Oh, honey, don't get your hopes up.
Though initially given as advice by loving grown ups convinced that they were "just looking out for us," this mantra of sorts has become the basis on which we diffuse big dreams and bold action.
If you get your hopes up, everything hurts 1,000 times more if it falls apart.
I say, "My point exactly."
As you may have gathered, I'm all about hope. It's my thing. And you know why?
For most of my life, I thought hope was a tease. Without recognizing the power of hope, my life was heavy. There was this emptiness that weighed and dragged me down every shuffling step I tried to take forward. I was taunted by it in my bleak reality that life as it was, was all there would ever be.
Sure I hoped it would get better. I hoped someone would swoop in, tell me I was amazing and take the reigns of my life to make something of me, instead of me having to do anything myself.
After years of self work and strengthening from the inside out, I started recognizing the power of hope as a tool to create change...
Unbridled hope can allow you to see what you truly want.
Hope peeks through the darkness in every situation if you allow it to.
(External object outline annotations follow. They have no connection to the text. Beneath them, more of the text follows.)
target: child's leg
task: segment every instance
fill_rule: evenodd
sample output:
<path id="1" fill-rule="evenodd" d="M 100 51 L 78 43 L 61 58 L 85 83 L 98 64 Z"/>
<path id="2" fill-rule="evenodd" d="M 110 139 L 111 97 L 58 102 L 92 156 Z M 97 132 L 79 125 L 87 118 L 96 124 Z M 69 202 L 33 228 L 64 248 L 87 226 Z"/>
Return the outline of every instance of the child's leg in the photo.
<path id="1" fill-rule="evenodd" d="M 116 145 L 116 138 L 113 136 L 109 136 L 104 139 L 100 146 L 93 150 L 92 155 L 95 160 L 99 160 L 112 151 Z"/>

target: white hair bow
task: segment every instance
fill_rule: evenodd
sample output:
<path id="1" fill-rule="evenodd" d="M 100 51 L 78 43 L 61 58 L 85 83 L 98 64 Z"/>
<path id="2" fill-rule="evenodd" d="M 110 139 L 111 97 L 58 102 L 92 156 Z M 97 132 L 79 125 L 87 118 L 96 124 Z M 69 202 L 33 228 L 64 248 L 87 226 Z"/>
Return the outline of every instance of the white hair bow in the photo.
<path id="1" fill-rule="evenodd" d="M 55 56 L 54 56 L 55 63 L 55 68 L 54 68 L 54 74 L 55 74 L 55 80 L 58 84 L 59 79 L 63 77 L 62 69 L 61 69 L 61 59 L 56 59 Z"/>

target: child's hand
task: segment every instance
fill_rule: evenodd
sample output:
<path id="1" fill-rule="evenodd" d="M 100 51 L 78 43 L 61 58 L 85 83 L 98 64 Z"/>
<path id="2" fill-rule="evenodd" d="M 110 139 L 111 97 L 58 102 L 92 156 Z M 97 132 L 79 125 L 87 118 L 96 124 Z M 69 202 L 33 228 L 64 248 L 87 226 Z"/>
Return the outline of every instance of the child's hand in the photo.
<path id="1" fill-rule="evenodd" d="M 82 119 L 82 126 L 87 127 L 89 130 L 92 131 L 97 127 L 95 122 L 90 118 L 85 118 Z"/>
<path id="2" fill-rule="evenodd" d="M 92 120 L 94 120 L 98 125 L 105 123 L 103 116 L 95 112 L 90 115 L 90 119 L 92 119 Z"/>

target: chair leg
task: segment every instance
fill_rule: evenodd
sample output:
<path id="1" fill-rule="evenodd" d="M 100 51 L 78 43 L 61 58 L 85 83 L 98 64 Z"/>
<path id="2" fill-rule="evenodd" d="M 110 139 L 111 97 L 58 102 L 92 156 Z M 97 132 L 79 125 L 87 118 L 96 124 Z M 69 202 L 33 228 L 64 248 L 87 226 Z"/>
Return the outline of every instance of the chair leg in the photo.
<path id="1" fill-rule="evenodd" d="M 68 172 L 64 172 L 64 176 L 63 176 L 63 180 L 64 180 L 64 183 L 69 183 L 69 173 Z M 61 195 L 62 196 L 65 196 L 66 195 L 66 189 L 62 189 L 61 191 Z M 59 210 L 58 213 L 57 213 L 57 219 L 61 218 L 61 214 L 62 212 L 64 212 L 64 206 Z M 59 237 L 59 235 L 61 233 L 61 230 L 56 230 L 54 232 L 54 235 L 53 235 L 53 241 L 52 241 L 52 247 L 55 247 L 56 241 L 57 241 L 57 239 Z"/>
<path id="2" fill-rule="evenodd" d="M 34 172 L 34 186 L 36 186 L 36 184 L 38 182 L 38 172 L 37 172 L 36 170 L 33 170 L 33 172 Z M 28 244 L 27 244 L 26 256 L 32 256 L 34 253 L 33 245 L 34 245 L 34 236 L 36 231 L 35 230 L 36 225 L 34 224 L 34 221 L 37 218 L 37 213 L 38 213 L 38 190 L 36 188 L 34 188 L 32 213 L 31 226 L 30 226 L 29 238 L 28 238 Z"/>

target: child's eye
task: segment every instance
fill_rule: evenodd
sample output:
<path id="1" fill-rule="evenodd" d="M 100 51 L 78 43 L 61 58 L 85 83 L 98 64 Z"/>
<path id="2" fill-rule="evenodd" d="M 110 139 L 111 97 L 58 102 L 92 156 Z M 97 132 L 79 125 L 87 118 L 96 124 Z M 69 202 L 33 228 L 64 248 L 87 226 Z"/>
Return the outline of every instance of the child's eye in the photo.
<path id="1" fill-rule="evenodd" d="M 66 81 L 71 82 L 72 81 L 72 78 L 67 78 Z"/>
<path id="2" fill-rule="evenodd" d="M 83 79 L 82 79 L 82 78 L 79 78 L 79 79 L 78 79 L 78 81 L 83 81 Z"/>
Every time you're "stuck," and you find yourself hoping that you'll get out somehow, hope becomes that doorway to finding your way in to the life you want.
Caring about your hopes with every part of you can drive you to create them.
Instead of negating big dreams, I embraced them, and allowed hope to show me the way to action. Hope became that driving force to make my world what I wanted it to be. I've cried buckets when it hasn't worked out, but I've rejoiced more often when my dreams have been realized.
Repetitive hope episodes create a positive life perspective.
A large part of my positivity since my dark days has come from embracing hope. Simply allowing yourself to look at the possibilities that arise from every fall you take makes you an optimist in that moment. With repetition, this habit will take just like any other.
Had I not allowed myself to get my hopes up, 30x30 never would've happened.
We never would have reached out to strangers in over 30 cities across North America, hoping they would say yes. A lot of them didn't. Thankfully, we found 30 who did... and then some.
I never would have left for 2 1/2 months with just a travel backpack and my laptop, hoping it would be the adventure I thought it would be. It wasn't. It was better.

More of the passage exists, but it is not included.